The central database, via the API, responds with a JSON object that contains the number of cores and memory needed for the next experiment (but not the other experimental parameters like number of training examples or spatial resolution).
MasterNode parses the JSON and then uses the
gcloudtools to create a pool of computers that have the memory and number of cores specified by the database response. This pool of virtual instances is automatically created with a startup script that installs the necessary software and files to run the computing experiments.
Running the simulations; Reporting the results
Now that I have the pool of virtual instances at my disposal, I can use them to run the SDM simulations, time their execution, and report back to the central database. There are typically between 160 and 400 simulations to be done for every computing configuration (cores & memory), so on each node is an inner loop that looks like this:
- Startup script installs git, mysql, and R. Git clones the most recent version of the project repository which has all of the files needed for the computation. R starts execution of the timeSDM.R script which controls the flow of execution for this node.
- RScript queries the central database to ask “I am a compute of x cores and y GB memory, what experiments can I do?”.
- The database responds with a single JSON row that contains all of the necessary parameters to actually run the SDM simulation (spatial resolution, taxon, number of training examples, etc).
- RSCript parses the response and loads the correct set of variables, then runs the SDM model.
- Fit the model (fitTime)
- Project the model to AD 2100 (predictTime)
- Evaluate accuracy (accuracyTime)
- Return overall time, fitTime, predictTime, accuracyTime, and several measures of accuracy
- RScript reports results back to the database.
- Repeat until no experiments that are not “DONE” remain to be completed by a computer of this number cores and amount of memory.
If an instance gets shut down due to preemption (or my incompetence) a shutdown script will be fired.
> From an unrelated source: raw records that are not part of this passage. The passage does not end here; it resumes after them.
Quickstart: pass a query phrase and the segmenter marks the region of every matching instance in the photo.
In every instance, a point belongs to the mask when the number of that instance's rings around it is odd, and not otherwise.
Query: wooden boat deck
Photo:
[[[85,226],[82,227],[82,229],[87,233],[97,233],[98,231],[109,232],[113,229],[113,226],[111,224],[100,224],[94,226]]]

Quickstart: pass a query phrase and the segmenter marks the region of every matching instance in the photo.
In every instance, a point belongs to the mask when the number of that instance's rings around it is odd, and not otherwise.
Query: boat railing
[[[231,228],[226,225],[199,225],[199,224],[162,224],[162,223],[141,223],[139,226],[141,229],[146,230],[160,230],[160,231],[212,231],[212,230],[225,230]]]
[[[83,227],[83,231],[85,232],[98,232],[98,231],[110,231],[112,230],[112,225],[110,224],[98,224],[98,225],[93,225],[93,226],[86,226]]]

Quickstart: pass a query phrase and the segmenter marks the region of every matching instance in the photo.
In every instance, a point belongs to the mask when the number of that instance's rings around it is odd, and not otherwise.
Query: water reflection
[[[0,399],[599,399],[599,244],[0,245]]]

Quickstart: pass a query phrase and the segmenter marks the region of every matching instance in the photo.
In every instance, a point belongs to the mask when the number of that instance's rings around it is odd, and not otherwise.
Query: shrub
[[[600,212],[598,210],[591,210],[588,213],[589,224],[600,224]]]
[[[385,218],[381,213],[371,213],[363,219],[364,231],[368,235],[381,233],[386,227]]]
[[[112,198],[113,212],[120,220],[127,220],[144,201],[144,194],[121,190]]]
This script records in the database that the experiment was cut off (INTERRUPTED) at some point before successful completion, and that it should be completed again in the future.
Managing virtual infrastructure
Because Google charges you by the minute as you use their servers, and because I have to do a lot of different experiments and don’t have that much time do them, it is ideal to automatically tear down the servers and start a new pool as soon as one computing configuration has finished. So, while the computing nodes are doing their computing thing, the MasterNode is doing this:
- Repeated polling every 30 seconds:
- MasterNode used the API to ask the database “What percentage of the experiments in this group have been completed?”
- The database responds with a percentage (“DONE” / total)
- If the percentage is 100%, everything has been completed, so MasterNode will use
gcloudto delete the individual server instances, the instance group pool the they are part of, and the template used to create the instances. After this, only the Master Compute Node server with the database on it still remains in my pool of Google resources.
- Repeat. Configure and build a new pool of instances for the next memory/cores combination.
This method so far works pretty well. Sometimes, the shutdown scripts don’t actually fire (there are known bugs), and so I have one or two experiments that are continuously marked as “STARTED”. This is a problem for the MasterNode, because the database will continuously report something link 99.75% complete, but will never reach 100%. When this happens, I need to go in and manually mark the session as closed and the experiments as INTERRUPTED, and then the normal flow of execution can continue. So I have to remain watchful, but I don’t have to do everything.